Texting While Driving Revisited

April 20, 2011  |  Adriel B. Villarreal

A couple of months ago I posted some information regarding the dangers of “texting while driving.” Since then this topic seems to have been in the news on a daily basis. Anyone watching the Minneapolis nightly news during the last couple of days was again reminded that texting while driving can lead to devastating consequences.
In October 2010, a twenty year old mother with two kids in her car is alleged to have struck a motorcyclist in Eden Prairie, MN while texting/talking on her phone. Luckily the motorcyclist was not killed but sustained life changing injuries requiring multiple surgeries. This week she was charged with multiple counts including criminal vehicular operation with injury. This felony charge in and of itself warrants a prison sentence.
The tragic consequences are endless for all parties involved. While I make no claim to be an expert in this matter, I believe a good practice is to inform, inform and inform. Simply put, all drivers (young and old) need to know the real consequences that texting while driving creates.
The following is an article prepared by Abhijit Naik detailing some meaningful statistics, regarding the topic, published by the Virginia Tech Driving Institute and the NHTSA.

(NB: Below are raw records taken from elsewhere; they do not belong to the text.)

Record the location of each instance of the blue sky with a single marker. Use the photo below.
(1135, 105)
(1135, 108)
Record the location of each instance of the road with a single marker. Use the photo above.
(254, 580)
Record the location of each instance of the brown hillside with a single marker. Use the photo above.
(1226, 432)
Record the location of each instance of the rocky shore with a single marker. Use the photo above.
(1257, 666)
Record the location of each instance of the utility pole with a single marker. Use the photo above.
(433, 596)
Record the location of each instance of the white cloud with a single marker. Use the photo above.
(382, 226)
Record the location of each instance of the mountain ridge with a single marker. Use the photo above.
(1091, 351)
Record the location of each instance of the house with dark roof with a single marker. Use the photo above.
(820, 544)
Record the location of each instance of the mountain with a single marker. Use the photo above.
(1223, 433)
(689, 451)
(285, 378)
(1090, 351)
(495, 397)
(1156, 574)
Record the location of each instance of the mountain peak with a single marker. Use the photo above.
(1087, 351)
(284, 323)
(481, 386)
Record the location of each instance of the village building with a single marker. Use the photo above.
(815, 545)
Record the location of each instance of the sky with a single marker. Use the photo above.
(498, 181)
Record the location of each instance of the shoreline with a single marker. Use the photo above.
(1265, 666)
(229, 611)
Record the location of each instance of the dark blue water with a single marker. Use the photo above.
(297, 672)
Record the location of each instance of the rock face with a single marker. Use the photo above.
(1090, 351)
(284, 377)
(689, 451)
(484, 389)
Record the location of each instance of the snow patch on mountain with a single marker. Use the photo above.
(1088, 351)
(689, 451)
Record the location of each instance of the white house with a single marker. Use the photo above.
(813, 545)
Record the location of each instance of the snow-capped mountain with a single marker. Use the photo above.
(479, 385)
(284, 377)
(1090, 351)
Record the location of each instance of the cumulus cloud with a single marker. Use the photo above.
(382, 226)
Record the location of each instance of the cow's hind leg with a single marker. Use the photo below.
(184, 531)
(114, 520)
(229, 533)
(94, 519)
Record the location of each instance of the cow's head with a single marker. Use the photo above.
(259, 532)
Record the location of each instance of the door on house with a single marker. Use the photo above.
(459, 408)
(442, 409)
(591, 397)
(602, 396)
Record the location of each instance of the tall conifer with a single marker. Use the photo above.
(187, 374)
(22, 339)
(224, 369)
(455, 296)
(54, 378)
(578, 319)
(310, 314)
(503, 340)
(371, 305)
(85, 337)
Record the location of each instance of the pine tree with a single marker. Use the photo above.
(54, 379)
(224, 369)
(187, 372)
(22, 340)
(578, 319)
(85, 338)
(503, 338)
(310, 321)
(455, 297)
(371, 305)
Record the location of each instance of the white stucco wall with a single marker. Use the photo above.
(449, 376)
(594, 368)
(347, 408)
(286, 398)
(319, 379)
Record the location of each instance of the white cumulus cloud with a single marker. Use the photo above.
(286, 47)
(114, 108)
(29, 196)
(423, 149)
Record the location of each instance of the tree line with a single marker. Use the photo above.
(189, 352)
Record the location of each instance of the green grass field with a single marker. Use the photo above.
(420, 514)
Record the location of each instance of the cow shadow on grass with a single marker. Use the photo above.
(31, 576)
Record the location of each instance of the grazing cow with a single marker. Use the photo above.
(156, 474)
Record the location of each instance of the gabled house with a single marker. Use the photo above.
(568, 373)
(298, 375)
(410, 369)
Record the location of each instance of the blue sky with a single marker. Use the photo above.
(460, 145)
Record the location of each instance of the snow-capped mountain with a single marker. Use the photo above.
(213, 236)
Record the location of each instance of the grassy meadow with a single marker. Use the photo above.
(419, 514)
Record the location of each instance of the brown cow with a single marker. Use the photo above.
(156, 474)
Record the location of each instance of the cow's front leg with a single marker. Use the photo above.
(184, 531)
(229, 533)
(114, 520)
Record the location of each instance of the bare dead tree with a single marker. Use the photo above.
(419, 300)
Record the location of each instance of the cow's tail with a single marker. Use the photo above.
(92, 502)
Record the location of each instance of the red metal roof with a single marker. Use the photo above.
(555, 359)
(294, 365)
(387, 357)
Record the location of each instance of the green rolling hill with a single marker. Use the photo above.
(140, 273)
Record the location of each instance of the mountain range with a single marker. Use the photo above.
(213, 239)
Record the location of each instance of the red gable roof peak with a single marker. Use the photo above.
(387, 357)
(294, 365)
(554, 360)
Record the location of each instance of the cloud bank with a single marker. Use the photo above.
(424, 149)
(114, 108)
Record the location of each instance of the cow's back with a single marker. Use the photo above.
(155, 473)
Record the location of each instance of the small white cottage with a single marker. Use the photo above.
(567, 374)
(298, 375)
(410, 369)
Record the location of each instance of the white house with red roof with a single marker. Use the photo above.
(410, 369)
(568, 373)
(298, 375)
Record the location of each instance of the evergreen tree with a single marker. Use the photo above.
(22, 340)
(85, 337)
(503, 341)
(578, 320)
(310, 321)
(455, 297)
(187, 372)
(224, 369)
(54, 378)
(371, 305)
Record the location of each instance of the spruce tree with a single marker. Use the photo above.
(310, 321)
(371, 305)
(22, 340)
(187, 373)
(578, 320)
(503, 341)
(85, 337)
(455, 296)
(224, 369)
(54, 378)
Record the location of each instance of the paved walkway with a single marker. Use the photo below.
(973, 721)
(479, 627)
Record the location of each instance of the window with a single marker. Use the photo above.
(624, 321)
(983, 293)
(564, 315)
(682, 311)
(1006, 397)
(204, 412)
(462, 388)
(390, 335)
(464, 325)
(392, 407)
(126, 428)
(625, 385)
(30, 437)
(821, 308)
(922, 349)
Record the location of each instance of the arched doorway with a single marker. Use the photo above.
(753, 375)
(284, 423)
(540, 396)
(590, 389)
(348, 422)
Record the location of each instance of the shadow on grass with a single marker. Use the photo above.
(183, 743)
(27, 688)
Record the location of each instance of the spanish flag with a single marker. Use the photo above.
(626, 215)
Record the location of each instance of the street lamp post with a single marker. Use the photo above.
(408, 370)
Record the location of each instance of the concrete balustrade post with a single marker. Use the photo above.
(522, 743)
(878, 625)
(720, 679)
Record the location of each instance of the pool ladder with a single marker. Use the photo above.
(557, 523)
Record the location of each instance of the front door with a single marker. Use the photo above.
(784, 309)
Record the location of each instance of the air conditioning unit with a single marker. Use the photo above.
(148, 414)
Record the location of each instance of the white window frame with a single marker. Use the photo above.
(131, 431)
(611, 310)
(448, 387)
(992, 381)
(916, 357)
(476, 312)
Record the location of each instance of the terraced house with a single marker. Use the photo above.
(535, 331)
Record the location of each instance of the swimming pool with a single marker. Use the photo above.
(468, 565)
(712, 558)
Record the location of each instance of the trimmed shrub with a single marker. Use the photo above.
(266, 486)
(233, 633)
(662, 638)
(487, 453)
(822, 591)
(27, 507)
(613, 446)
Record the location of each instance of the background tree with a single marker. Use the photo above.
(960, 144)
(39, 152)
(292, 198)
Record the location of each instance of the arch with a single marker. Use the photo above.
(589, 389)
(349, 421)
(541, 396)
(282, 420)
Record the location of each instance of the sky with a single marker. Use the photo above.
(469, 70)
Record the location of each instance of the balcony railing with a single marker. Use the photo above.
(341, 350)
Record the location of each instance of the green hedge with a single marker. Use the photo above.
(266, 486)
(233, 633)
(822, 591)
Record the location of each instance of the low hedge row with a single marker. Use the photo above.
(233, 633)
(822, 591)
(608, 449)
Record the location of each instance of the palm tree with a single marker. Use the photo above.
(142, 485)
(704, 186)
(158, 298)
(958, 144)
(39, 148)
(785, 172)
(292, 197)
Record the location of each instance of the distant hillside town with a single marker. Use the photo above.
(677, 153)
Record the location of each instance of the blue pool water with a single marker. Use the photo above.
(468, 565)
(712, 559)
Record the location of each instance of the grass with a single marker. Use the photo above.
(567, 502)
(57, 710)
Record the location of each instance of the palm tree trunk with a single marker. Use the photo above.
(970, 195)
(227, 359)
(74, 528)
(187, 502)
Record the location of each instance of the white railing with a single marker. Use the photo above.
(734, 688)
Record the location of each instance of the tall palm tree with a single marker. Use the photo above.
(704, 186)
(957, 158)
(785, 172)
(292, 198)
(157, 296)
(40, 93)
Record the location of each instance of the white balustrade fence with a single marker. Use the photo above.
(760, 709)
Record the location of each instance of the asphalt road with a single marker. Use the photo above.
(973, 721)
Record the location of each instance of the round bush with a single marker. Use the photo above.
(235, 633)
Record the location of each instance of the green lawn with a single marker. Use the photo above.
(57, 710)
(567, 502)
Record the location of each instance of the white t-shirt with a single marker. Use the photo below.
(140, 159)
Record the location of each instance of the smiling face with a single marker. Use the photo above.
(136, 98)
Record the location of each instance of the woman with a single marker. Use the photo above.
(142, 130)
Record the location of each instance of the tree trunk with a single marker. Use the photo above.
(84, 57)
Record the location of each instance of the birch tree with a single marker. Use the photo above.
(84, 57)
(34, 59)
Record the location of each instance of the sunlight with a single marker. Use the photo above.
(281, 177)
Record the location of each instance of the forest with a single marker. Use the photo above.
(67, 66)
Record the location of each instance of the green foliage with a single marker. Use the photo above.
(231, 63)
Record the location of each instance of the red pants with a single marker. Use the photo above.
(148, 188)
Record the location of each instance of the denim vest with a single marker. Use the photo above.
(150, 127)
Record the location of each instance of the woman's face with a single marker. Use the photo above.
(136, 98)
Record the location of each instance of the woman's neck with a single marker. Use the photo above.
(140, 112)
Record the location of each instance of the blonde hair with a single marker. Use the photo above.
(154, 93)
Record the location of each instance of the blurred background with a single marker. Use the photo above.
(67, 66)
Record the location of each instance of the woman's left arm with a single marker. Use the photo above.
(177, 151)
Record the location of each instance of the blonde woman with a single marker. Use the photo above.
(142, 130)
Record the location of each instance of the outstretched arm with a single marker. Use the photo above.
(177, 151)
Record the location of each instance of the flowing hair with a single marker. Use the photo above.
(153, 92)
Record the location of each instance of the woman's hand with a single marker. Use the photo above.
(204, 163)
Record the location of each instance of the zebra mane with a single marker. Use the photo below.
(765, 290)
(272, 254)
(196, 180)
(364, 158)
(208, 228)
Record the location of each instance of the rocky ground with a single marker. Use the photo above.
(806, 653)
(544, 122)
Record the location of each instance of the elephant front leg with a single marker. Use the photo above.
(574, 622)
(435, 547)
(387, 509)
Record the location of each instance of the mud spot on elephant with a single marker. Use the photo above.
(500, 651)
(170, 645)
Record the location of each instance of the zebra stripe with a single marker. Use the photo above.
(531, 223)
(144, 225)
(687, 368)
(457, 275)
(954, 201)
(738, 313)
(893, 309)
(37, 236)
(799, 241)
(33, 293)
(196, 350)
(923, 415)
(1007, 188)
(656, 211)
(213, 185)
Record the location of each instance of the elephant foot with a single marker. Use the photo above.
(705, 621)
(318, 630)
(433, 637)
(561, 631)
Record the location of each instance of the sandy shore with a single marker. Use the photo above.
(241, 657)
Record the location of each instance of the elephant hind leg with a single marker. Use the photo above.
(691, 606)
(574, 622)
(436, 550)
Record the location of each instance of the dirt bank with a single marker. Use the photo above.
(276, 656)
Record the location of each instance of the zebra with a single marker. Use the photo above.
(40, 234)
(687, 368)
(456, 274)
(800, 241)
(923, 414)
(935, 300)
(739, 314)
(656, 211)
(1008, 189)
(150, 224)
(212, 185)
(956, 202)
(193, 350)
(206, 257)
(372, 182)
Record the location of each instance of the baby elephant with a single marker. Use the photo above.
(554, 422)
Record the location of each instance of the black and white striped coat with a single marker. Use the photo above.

Dangers of Texting While Driving: Statistics
A study by Virginia Tech Driving Institute revealed that those who resort to texting while driving are 23 time more likely to meet with an accident. A comparative study of texting while driving vs drunk driving statistics published in a leading car magazine in the United States revealed that texting while driving is even more dangerous than drunk driving. Studies reveal that a person who is texting while driving at the speed of 35 mph will cover 25 ft before bringing the car to complete halt as compared to a distance of 4 ft which a drunk driver would cover at the same speed.
According to the texting while driving death statistics compiled by the National Highway Traffic Safety Administration (NHTSA) 5,870 people died in car crashes in 2008 alone. The same statistics revealed that 515,000 people were injured in various car crashes in the United States. Around 28 percent of all crashes in 2008 were caused by drivers in the age group of 18 and 29, who admitted to texting while driving. The popular belief, that the number of teenagers texting while driving is more as compared to adults, got a major blow when the texting while driving statistics 2010 compiled by Pew Research Center revealed that 47 percent of the adults resort to texting as compared to 34 percent of the teenagers. The same stats revealed that 75 percent of the adults resort to phone conversation while driving as compared to 52 percent of the teenagers.
The compilation of texting while driving statistics gives you an idea as to why texting is considered to be the most serious among the various distractions while driving. Several states have some ordinances which outlaw the practice of texting while driving within their jurisdiction. One of the best examples is the state of Georgia, wherein texting while on the driving wheel can earn you a fine of around $150 and/or result in a point on the driver’s license. Constituting and implementing such rules and regulations can help in bringing down the number of texting related accidents by a significant extent. At the same time, the onus is on the parents to make sure that their wards make wise use of the vehicle and gadget given to them.